La réflexion sur les congés d’été ne peut-être déconnectée de données extérieures à l’Éducation au premier rang desquelles figure le changement climatique.
Depuis quelques années, les épisodes thermiques extrêmes en juin, juillet et septembre sont monnaie courante. Comment dès lors faire classe, passer des examens alors qu’il peut faire jusqu’à 40 °C dans certaines classes ? Comment aller en récréation alors que beaucoup d’écoles et d’établissements ne disposent pas d’espaces verts ombragés permettant de fuir la cour bitumée ? La question ne se posera pas de la même manière à Montpellier ou à Brest. Il faut donc offrir des possibilité d’adaptation locale, et un dialogue social respectueux pour décider de ces adaptations.
Enfin, poser la questions des temps sans interroger ce que l’on fait dans les classes n’aurait pas de sens, car le temps passé ne dit rien de la charge qui pèse sur les élèves et donc les enfants ou du climat scolaire. Il est indispensable d’élargir la focale. Il faut réfléchir aux contenus des programmes, à la manière d’évaluer, à la cohérence avec les objectifs d’inclusion, de lutte contre les inégalités.
Que veut-on apprendre aux jeunes générations et dans quel but ?
C’est en ce sens que la CFDT Éducation Formation Recherche Publiques continue de porter une convention citoyenne sur l’Éducation qui aborde l’ensemble des enjeux éducatifs.
Comment peut-on espérer une réflexion cohérente d’ensemble quand on voit des décisions budgétaires prises les unes après les autres, les unes à coté des autres, sans cohérence mais qui toutes impactent le travail des agents sans que ce ne soit anticipé ou mesuré.
Je prendrais deux exemples.
Premier exemple NEFLE, notre école faisons la ensemble, grand projet du Président de la République pour impulser des innovations pédagogiques locales dans le cadre du CNR. Les robinets de financement sont coupés.
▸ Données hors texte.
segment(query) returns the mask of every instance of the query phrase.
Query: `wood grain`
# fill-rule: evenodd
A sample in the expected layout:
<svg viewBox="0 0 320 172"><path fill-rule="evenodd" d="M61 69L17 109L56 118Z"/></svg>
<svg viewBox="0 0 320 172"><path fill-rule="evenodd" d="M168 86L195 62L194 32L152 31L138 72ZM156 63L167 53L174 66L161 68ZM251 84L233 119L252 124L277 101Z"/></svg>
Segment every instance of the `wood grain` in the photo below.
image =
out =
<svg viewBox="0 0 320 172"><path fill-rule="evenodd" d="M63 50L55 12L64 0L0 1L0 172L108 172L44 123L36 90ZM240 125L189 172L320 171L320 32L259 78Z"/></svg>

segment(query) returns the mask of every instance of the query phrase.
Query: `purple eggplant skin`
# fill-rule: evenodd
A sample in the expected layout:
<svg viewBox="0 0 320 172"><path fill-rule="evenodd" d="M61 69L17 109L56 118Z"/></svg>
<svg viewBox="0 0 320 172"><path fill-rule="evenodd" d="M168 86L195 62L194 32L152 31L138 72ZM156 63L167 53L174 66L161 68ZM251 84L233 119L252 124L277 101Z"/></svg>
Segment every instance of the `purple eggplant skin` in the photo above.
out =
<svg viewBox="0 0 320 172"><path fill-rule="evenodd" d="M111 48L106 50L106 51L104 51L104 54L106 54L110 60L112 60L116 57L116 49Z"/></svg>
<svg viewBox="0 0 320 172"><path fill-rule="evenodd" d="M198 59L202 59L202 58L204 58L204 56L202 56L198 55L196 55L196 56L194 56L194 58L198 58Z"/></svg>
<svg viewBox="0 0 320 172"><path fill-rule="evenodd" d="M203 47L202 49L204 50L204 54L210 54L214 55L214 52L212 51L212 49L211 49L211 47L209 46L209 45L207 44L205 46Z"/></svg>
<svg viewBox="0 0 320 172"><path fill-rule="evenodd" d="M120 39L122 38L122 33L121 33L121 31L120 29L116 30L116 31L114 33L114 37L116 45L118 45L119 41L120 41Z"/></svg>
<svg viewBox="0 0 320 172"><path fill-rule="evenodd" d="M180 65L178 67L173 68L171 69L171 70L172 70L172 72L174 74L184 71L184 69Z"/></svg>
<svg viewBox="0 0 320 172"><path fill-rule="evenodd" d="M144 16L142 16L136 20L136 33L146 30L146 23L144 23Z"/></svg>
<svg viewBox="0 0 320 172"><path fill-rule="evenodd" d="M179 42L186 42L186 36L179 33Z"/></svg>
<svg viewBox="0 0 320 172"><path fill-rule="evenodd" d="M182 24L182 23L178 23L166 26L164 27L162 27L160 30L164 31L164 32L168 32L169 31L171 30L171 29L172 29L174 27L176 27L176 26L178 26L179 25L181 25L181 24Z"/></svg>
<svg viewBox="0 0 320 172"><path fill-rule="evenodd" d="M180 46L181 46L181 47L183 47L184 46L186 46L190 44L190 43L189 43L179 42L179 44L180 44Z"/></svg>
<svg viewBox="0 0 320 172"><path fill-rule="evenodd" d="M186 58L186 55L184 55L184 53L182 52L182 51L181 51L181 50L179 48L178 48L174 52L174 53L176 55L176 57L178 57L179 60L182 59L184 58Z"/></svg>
Que reste-t-il de l’engagement de 500 millions d’euros sur 5 ans dans le fond d’innovation pédagogique ?
Nous avons de nombreux retours de projets qui avaient été validés et qui ne peuvent se réaliser faute de financement, des projets validés et financés, qu’il a fallu interrompre d’urgence, des intervenants à qui l’on dit qu’ils ne seront pas payés.
Autant d’investissement personnel et de temps de concertation, pour construire puis conduire un projet qui sont piétinés par des politiques budgétaires de rabots qui érodent un peu plus la confiance dans les politiques conduites et l’envie de se lancer dans de nouveaux projets. Et double peine, il revient à ces personnels méprisés d’expliquer aux élèves, aux parents, aux partenaires, l’arrêt des projets et de supporter leur désapprobation.
Deuxième exemple, le Pacte. Il est à nouveau réduit l’an prochain. Il sera réservé exclusivement pour les remplacements de courtes durées et le dispositif « devoirs faits ». Il sera de plus en plus difficile, voire impossible, de rémunérer des investissements dans les projets pédagogiques. Les impacts en termes d’éducation citoyenne, de mise en œuvre d’une politique éducative qui concoure à un climat scolaire apaisé seront nombreux et désastreux.
Cette absence totale de cohérence entre le discours politique et médiatique a un coût humain désastreux.
Il est payé par les élèves et les familles à qui on délivre de moins en moins un service d’éducation ambitieux.
Il est payé par les enseignants qui ne comptent pas leur temps pour construire des projets et s’engager dans des dispositifs d’aide aux élèves.
Il est payé par les équipes de direction qui sont de plus en plus nombreuses à alerter sur l’épuisement, la perte de sens et la démotivation face aux difficultés et aux injonctions paradoxales.
La CFDT Éducation Formation Recherche Publiques refuse ce mode de gouvernance qui ne respecte ni les agents ni les usagers.
Nous revendiquons que le système éducatif soit abondé financièrement à la hauteur des défis immenses qui sont les siens.